# Prendre le temps d'en parler

Prendre le temps : une autre manière de se situer dans le monde et en thérapie.

Laurine Albertini

12/2/20253 min read

Si on prend un peu de recul sur notre époque, quelque chose frappe : nous n’avons jamais eu autant de moyens de gagner du temps et pourtant, nous avons le sentiment de n’en avoir jamais eu aussi peu. En quelques générations, la plupart de nos gestes quotidiens ont été accélérés ou délégués : transports plus rapides, appareils ménagers, services en ligne, accès immédiat à l’information… Tout semble conçu pour nous faire aller plus vite, pour « optimiser » nos journées.

Mais dans la vie de beaucoup de personnes, c’est l’inverse qui se joue : journées saturées, impression de courir en permanence, difficulté à se poser, jusqu’à ressentir que quelque chose de sa vie nous échappe, pendant qu’on se débat dans mille occupations pour rester à flot. Ce n’est pas seulement un manque d’organisation personnelle : c’est un certain rapport au temps, très marqué par notre contexte social et culturel et par des injonctions à être, faire, désirer toujours plus.

Dans ce paysage-là, prendre une heure par semaine pour parler de soi peut paraître presque superflu. On pourrait se dire : « Je n’ai pas le temps pour ça », « Ce n’est pas prioritaire ». Pourtant, c’est justement parce que tout va très vite à l’extérieur que ce geste devient précieux : créer un endroit où l’on ne vous demande pas d’aller plus vite, mais au contraire de prendre le temps d’en parler.

La psychothérapie analytique, s’inscrit dans ce contre-mouvement. Elle propose un rendez-vous où nous repartons de ce que vous vivez au jour le jour : les scènes qui se répètent, les mots qui blessent, les silences qui s’installent, les loyautés et les contradictions qui vous tirent dans des directions opposées. Tout cela peut être élaboré sans urgence d’une séance à l’autre. Ce n’est pas une « pause » décorative dans la semaine.

Au fil du travail, il ne s’agit pas seulement d’aller mieux en atténuant les symptômes, mais de travailler la manière dont vous vivez avec votre histoire et avec ce qui se présente aujourd’hui : la façon dont vous vous parlez intérieurement, dont vous vivez vos relations, la place que vous prenez auprès des autres, et la manière dont vous pensez vos choix. Ce type de transformation ne se fait pas en accéléré. Il demande de la régularité, un cadre stable, et ce temps-là, précisément, que notre époque a tendance à grignoter de partout.

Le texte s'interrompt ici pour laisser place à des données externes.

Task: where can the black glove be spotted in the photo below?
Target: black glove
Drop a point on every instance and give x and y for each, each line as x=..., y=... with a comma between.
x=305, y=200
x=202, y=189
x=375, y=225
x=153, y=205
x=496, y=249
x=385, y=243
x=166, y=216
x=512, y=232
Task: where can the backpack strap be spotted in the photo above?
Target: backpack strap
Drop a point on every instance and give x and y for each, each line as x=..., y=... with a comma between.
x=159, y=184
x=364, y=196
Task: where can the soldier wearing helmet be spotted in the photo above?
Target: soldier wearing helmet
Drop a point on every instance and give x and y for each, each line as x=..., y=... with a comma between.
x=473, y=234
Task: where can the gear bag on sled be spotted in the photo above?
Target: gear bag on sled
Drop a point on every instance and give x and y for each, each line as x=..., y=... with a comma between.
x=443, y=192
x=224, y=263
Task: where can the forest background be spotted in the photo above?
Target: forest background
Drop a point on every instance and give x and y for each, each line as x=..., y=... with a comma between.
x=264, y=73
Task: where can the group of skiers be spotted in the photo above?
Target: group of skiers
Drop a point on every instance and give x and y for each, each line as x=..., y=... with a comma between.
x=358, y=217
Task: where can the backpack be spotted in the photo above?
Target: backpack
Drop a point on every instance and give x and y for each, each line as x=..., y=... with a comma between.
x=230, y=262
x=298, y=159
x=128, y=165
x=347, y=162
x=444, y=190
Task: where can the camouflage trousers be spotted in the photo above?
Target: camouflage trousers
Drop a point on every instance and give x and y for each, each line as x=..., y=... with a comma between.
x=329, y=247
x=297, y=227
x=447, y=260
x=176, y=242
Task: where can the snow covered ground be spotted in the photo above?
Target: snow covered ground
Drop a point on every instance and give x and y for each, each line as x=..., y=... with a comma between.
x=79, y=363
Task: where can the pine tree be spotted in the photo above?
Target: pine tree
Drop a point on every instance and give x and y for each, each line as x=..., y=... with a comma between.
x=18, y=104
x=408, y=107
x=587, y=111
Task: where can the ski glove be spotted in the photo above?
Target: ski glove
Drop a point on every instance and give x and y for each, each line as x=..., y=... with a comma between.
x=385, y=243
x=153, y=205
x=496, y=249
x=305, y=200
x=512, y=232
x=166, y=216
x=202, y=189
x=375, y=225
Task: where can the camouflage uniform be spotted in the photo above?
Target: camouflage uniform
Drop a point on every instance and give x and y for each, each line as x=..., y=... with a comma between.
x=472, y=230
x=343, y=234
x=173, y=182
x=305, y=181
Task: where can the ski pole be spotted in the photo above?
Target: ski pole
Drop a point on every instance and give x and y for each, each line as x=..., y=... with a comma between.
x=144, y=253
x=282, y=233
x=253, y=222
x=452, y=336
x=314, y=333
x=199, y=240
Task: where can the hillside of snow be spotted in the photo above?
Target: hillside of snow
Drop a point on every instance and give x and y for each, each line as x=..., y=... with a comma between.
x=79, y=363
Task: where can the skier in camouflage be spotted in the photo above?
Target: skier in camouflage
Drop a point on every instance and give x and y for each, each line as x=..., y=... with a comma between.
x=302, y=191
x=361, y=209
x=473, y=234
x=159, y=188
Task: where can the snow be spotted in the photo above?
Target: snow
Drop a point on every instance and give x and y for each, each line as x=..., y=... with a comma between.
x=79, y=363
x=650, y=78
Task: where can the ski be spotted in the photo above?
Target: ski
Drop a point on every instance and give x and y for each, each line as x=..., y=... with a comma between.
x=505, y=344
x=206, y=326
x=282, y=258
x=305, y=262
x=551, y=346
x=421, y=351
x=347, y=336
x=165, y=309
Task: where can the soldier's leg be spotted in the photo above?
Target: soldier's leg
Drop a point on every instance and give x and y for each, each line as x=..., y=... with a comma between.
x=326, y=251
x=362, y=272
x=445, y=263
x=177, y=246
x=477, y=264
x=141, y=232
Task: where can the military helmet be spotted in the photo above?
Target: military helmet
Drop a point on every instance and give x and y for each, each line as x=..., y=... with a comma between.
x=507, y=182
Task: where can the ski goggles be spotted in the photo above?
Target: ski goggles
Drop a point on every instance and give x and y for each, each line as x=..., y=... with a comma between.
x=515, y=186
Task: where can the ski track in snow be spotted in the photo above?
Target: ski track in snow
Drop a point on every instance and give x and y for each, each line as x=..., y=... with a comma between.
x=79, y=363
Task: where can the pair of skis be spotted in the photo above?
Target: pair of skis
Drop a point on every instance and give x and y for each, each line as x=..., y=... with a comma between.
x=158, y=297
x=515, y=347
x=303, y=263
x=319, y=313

Prendre le temps de parler, ce n’est pas seulement raconter sa vie, c’est transformer une expérience brute en une expérience pensable, représentable. Tant que les choses restent à l’intérieur, elles se mélangent : émotions, souvenirs, peurs, fantasmes, angoisses. Le fait de parler, dans un cadre où quelqu’un écoute vraiment, oblige à choisir des mots, à mettre de l’ordre, à tenter de donner une forme. Et c’est précisément ce travail qui fait la différence : ce qui était confus devient un peu plus différencié, un peu moins écrasant.

Puis en parlant, on ne s’adresse pas seulement à l’autre, on s’entend soi-même autrement. La parole crée une distance entre soi et ce qu’on vit : on n’est plus seulement pris dedans, on peut commencer à regarder, à interroger, à déplacer.

Dans cet espace thérapeutique que je propose, prendre le temps d’en parler n’est pas un slogan : c’est le point de départ. Je n’ai rien inventé c’est au cœur de la psychanalyse depuis ses débuts. Ici le temps ne sert pas à aller plus vite, mais à habiter autrement ce que vous vivez, à reprendre votre place dans votre propre histoire. C’est là, à mes yeux, que se joue une part essentielle du travail thérapeutique.